Undertaking to examine the subject ab initio, we must take into account the sources of our information, and as our knowledge of every event antecedent to the discovery of writing must have been transmitted by oral or traditional agencies, we have to settle, in some degree, how far such evidence is worthy of credence.
According to popular belief, the Noahic flood destroyed the whole human race, with the exception of Noah and his family; who were therefore the sole depositories of the traditions of the events which had occurred between the time of Adam and themselves. The great longevity of these antediluvian fathers made this oral transmission easy; and we know, that the sons of Noah lived to see the birth of Abraham, whom, as the founder of circumcision, we claim as the first operative surgeon on record.
In dealing with dates, I adopt the commonly accepted chronology, unmoved by those refined speculations so much in favour at this time.
I begin with Moses, for whatever evidence may be urged upon us in the shape of marbles, or monuments, claiming an antiquity anterior to the advent of the Jewish lawgiver[lawgiver], it is a positive and unimpeachable fact, that no writings are in existence, which in point of age reach within many centuries of the Pentateuch; indeed, as we shall presently see, the oldest of the Greek writers are, in comparison with Moses, but as the children of yesterday.

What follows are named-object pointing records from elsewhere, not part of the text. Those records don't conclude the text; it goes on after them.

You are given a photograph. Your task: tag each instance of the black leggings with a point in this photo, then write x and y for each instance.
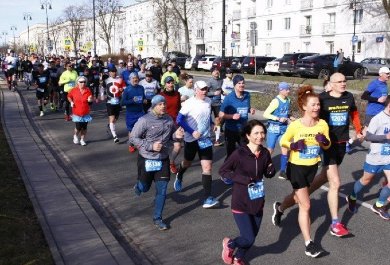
(81, 126)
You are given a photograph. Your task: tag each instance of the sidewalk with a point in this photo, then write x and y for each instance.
(75, 232)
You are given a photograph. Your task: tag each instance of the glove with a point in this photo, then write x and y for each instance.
(321, 139)
(270, 171)
(298, 145)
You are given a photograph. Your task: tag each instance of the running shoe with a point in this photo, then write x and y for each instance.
(136, 190)
(282, 175)
(132, 149)
(351, 204)
(218, 143)
(227, 181)
(177, 185)
(313, 250)
(210, 202)
(237, 261)
(381, 211)
(277, 215)
(339, 230)
(173, 168)
(160, 224)
(227, 253)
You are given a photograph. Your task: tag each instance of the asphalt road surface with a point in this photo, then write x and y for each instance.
(106, 173)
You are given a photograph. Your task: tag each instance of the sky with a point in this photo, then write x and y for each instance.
(12, 13)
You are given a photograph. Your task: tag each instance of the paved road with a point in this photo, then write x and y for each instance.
(105, 172)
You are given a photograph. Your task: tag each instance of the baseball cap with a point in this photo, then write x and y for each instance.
(284, 86)
(169, 79)
(384, 70)
(200, 84)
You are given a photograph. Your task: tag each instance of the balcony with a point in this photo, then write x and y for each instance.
(306, 4)
(236, 15)
(328, 3)
(328, 29)
(251, 12)
(305, 31)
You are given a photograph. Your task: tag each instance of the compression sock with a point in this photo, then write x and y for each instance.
(385, 193)
(357, 187)
(283, 162)
(206, 182)
(112, 129)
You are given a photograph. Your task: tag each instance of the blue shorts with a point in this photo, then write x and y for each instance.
(273, 138)
(373, 169)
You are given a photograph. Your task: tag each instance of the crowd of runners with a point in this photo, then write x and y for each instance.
(167, 111)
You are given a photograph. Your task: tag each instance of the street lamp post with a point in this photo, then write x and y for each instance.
(46, 4)
(354, 31)
(223, 28)
(27, 17)
(13, 28)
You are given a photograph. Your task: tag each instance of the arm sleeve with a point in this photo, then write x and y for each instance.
(367, 96)
(271, 108)
(181, 121)
(375, 138)
(356, 121)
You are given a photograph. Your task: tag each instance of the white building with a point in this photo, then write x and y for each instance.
(261, 27)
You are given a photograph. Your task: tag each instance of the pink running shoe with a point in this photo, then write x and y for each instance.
(227, 253)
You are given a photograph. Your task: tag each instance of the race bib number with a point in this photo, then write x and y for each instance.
(243, 112)
(256, 190)
(309, 152)
(385, 151)
(138, 99)
(153, 165)
(274, 128)
(204, 143)
(338, 118)
(114, 101)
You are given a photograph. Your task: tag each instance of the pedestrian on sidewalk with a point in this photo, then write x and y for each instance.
(152, 135)
(246, 167)
(80, 98)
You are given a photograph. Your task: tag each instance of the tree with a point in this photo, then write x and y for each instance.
(107, 12)
(74, 17)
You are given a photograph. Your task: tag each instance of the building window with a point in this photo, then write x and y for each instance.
(268, 49)
(287, 23)
(358, 15)
(286, 47)
(269, 25)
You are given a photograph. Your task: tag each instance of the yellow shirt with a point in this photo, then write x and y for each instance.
(296, 131)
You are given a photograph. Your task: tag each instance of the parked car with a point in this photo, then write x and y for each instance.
(206, 63)
(287, 65)
(236, 64)
(321, 66)
(372, 65)
(249, 64)
(178, 56)
(272, 67)
(222, 63)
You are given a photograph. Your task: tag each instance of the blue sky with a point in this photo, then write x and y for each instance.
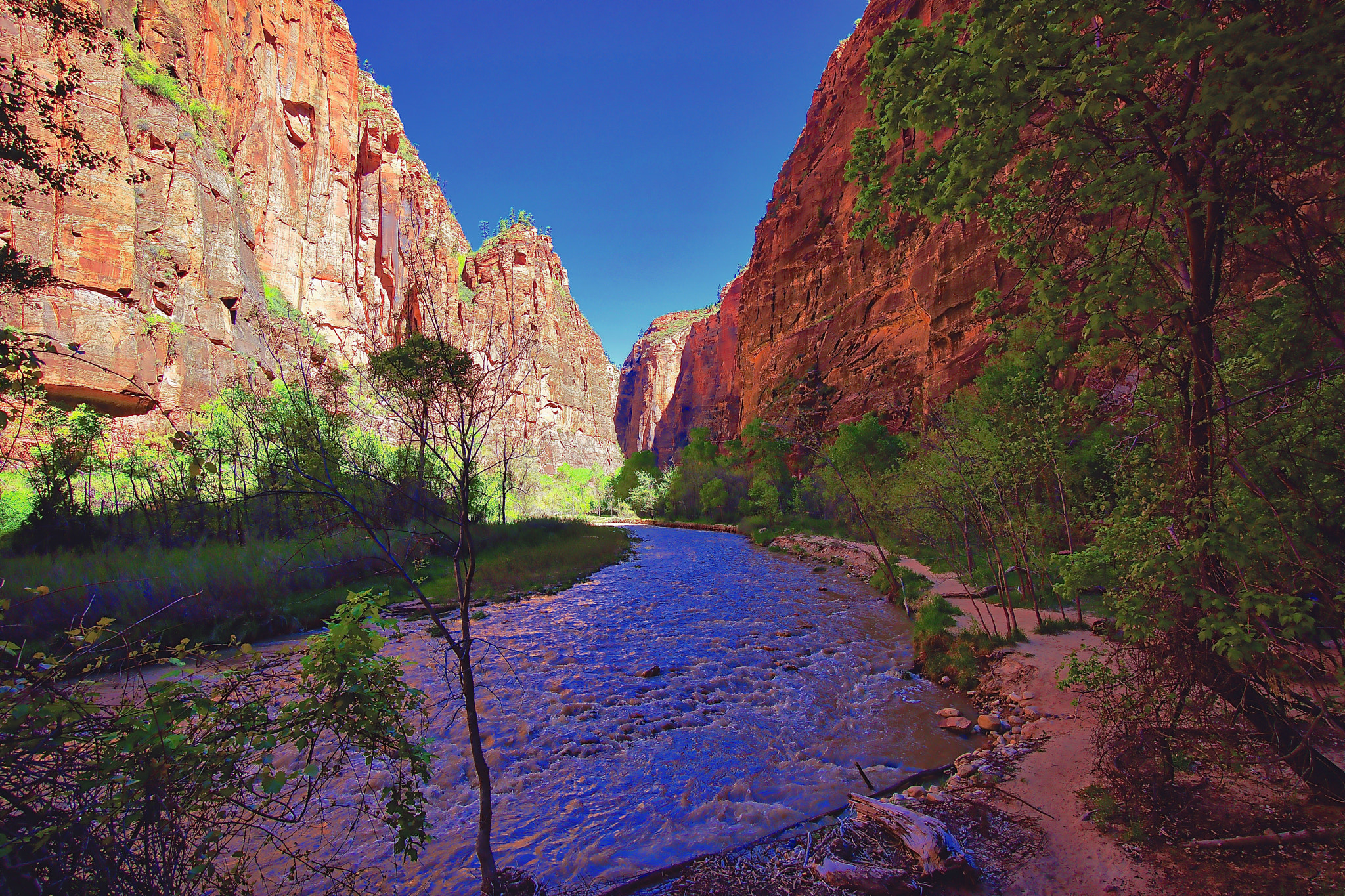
(646, 135)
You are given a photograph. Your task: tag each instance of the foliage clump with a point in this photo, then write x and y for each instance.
(148, 74)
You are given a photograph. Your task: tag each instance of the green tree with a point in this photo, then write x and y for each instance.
(715, 495)
(628, 477)
(185, 779)
(699, 449)
(862, 456)
(1165, 179)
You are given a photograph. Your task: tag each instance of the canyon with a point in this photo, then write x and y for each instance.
(816, 309)
(286, 200)
(273, 213)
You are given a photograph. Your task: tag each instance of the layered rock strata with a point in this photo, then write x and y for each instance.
(282, 183)
(681, 373)
(824, 313)
(649, 378)
(888, 331)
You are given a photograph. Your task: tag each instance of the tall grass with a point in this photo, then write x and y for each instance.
(182, 591)
(278, 586)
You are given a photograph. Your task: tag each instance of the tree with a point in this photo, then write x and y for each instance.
(183, 781)
(627, 479)
(1165, 181)
(861, 456)
(715, 495)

The five books of Moses were written 1500 years before Christ. Hesiod, the father of Greek literature, flourished 500 years later; and Homer, the next in succession, nearly a century after Hesiod.
Herodotus places Homer 400 years before himself; thus bringing the “father of history,” as he is termed by Cicero, to about 500 years before the advent of our Saviour, so that the difference of date between the author of the Pentateuch and the oldest Greek historian cannot be much less than 1000 years.
I pass over the pretended antiquity of the Chinese and Parsis records: these have been disposed of very satisfactorily, and however much fancy may dwell upon the losses to literature inflicted by the Caliph Omar, when he destroyed the Alexandrian library,[[1]] in the year 640, a very little reflection will convince us that as these treasures, real or assumed, had been ransacked for ages, by the brightest spirits of Greece and Rome, everything worthy of note has been handed down to us.
The learned talk about the writings of the Assyrians, the Babylonians, and the Egyptians; but they do not produce a single scrap of tangible evidence in support of these pretensions.
It may, however, be contended, that although there are no writings extant, traditional evidence is very strong; and this establishes a high antiquity for Lycurgus, who lived 900 years before the Christian era. The more, therefore, we inquire, the stronger the proof becomes, that Moses as a lawgiver flourished 600 years before the highest claimant to our veneration on the grounds of primitiveness; and thus we are entitled to assume that the Greek legislator took much that is excellent, in the laws ascribed to him, from his Jewish predecessor.
Lycurgus lived about the time that Shishak, king of Egypt, destroyed the temple of Solomon, and carried away many captives: it is therefore no very extravagant supposition, that the Pentateuch of Moses was known to the great lawgiver. During the peaceful reign of king Solomon, the intercourse between the Jews and the Egyptians was frequent and extensive, for the great monarch, needing the assistance of skilful artificers for the construction of the Temple at Jerusalem, broke down that barrier of exclusiveness that had previously isolated his people.